For Beginners: This is like knowing when to stop cooking - if the model is "done" (trained well enough), this method says "stop now" instead of continuing unnecessarily.
Common reasons for early stopping include:
- The model's performance isn't improving anymore
- The model's performance on validation data is getting worse (overfitting)
- The changes in parameters are becoming very small (convergence)
Early stopping helps:
- Save computation time
- Prevent the model from becoming too specialized to the training data
- Produce models that generalize better to new data
SynchronizeOptimizerState()
Synchronizes optimizer state (like momentum buffers) across all processes.

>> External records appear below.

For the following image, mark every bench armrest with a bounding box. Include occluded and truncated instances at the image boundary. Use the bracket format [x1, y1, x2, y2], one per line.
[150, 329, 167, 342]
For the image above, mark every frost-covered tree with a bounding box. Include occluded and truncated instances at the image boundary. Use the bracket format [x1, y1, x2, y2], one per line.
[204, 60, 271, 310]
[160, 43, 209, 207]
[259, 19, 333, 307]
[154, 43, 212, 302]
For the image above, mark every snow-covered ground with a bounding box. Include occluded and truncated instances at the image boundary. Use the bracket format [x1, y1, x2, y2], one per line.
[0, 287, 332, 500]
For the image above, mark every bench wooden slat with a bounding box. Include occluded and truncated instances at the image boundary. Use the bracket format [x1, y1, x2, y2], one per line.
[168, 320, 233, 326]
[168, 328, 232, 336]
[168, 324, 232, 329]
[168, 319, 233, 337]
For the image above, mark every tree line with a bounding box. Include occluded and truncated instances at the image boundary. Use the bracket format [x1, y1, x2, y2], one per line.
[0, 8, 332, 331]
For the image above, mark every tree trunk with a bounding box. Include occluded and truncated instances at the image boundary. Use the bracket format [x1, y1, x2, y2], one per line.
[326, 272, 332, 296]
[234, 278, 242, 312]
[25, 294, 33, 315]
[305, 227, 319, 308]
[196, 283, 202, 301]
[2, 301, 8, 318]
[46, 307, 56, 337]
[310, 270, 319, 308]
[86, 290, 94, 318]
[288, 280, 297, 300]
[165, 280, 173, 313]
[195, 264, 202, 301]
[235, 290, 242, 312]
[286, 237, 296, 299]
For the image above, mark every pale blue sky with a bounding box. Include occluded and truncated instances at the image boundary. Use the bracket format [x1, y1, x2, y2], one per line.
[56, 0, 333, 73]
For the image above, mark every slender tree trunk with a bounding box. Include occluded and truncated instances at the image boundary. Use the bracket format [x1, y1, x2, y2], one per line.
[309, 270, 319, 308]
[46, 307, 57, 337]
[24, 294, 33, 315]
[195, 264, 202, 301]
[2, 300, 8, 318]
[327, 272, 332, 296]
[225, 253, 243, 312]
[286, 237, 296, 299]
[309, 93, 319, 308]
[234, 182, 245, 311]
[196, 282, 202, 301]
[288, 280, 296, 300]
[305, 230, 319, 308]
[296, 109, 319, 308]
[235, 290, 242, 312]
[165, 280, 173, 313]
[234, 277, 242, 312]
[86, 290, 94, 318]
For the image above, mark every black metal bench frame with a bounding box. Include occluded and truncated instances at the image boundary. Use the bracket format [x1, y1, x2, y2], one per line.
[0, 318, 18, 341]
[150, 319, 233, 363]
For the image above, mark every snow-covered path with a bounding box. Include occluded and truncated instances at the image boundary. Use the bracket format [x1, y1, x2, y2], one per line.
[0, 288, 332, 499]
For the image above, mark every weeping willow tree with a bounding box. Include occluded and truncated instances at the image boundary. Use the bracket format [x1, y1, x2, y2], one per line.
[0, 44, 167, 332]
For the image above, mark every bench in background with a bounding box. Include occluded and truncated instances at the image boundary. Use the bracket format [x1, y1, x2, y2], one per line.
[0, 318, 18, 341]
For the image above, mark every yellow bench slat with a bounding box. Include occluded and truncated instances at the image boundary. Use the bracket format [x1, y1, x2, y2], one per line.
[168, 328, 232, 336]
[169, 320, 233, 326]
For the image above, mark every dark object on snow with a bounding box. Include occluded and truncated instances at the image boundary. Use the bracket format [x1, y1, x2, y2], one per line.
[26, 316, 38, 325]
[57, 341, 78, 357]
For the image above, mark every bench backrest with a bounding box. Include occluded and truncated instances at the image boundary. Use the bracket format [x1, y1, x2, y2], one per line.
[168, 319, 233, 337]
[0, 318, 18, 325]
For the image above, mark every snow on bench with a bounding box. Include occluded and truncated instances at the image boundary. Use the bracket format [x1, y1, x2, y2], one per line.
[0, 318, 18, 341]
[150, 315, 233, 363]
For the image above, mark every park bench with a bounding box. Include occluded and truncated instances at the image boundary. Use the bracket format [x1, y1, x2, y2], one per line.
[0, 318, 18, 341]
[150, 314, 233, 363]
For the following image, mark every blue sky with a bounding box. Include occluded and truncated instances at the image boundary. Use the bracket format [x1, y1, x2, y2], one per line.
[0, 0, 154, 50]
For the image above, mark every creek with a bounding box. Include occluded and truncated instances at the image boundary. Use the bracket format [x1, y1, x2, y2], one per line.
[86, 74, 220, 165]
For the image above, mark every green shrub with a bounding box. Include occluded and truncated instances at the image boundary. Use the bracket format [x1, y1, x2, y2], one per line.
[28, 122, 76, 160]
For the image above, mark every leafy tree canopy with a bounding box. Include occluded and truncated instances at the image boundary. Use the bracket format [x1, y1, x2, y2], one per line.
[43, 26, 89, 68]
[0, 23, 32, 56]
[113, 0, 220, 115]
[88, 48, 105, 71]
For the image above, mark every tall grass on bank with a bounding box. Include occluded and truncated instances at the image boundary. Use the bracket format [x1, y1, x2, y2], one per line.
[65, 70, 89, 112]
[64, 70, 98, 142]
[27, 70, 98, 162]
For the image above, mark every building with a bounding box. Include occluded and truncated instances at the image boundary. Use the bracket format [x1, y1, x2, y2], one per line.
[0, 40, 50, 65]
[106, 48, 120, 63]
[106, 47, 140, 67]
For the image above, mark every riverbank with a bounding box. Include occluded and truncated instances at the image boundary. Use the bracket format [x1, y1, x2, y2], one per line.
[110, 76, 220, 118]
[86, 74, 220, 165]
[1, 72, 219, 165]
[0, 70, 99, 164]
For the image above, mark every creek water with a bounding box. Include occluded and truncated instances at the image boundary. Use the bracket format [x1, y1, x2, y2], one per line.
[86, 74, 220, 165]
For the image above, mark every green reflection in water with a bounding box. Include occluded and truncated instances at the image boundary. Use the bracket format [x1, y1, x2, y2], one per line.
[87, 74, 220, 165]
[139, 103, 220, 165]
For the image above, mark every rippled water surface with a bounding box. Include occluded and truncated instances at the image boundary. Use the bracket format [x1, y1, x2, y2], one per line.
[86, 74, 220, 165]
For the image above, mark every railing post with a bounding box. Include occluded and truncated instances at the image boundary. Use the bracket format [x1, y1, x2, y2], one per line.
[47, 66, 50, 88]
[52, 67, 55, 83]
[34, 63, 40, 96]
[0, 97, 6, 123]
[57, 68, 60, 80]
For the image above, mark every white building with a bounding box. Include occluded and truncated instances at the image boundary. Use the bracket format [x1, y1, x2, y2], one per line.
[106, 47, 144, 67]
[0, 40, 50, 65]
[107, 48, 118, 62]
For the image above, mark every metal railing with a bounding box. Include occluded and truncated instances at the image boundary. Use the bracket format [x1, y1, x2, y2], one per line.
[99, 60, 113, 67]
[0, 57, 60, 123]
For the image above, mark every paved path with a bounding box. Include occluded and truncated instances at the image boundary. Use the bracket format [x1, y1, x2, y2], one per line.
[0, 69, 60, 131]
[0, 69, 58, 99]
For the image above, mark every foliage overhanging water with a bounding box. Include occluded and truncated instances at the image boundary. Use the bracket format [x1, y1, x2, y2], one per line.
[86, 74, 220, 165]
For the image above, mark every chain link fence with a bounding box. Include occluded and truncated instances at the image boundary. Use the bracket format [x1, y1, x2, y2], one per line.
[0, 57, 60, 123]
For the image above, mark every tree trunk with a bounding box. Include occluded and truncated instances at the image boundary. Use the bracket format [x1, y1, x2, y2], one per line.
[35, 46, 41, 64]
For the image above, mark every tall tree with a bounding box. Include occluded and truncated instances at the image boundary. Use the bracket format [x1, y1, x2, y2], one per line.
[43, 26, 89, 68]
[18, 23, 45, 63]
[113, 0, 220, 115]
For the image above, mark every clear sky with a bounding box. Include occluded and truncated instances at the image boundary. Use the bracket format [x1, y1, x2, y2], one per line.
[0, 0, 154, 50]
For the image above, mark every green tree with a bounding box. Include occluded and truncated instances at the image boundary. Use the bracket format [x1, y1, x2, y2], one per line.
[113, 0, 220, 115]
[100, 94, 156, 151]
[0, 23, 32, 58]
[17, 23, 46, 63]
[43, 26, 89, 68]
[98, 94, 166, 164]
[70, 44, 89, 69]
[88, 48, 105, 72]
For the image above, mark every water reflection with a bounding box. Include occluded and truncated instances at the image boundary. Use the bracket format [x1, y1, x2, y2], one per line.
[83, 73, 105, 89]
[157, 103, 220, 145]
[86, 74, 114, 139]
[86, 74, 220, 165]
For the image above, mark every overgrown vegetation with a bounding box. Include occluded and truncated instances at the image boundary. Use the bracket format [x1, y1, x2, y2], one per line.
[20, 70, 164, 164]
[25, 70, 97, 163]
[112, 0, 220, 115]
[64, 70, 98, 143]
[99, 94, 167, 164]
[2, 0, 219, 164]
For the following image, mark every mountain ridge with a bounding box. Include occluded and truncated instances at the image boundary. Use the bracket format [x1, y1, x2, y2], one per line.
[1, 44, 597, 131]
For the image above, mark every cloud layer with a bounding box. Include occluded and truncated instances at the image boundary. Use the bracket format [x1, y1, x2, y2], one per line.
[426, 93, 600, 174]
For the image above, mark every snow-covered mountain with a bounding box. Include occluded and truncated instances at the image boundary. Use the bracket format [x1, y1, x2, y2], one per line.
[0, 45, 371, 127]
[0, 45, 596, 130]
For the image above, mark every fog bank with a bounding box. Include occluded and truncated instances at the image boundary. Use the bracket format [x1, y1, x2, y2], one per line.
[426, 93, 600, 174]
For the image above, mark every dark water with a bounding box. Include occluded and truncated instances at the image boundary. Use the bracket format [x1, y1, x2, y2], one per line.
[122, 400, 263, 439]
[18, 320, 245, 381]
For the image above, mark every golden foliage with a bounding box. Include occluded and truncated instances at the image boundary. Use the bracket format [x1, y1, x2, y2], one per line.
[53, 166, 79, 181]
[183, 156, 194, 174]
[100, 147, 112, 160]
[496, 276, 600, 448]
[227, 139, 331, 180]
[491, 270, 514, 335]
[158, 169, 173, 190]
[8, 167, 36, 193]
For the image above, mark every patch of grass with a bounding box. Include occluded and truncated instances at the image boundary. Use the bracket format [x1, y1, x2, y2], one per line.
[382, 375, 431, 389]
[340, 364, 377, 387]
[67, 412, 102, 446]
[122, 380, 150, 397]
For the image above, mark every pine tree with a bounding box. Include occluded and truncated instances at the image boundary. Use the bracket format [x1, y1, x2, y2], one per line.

public abstract void SynchronizeOptimizerState()
Remarks
For Beginners: Some optimizers (like Adam) keep track of past gradients to make smarter updates. This method makes sure all processes have the same optimizer state, so they stay coordinated. It's like making sure all team members are reading from the same playbook.
SynchronizeParameters(IFullModel<T, TInput, TOutput>?)
Synchronizes model parameters across all processes using AllReduce with averaging.
protected virtual void SynchronizeParameters(IFullModel<T, TInput, TOutput>? model)
Parameters
modelIFullModel<T, TInput, TOutput>The model whose parameters to synchronize
Remarks
This method averages parameters across all processes, ensuring consistency. It's called after optimization steps to keep all processes synchronized.
For Beginners: After each process updates its model, we need to make sure everyone has the same parameters.
This method averages the parameters from all processes. For example, if GPU 0 calculated parameter value 1.0 and GPU 1 calculated 1.2, after sync both will have 1.1 (the average).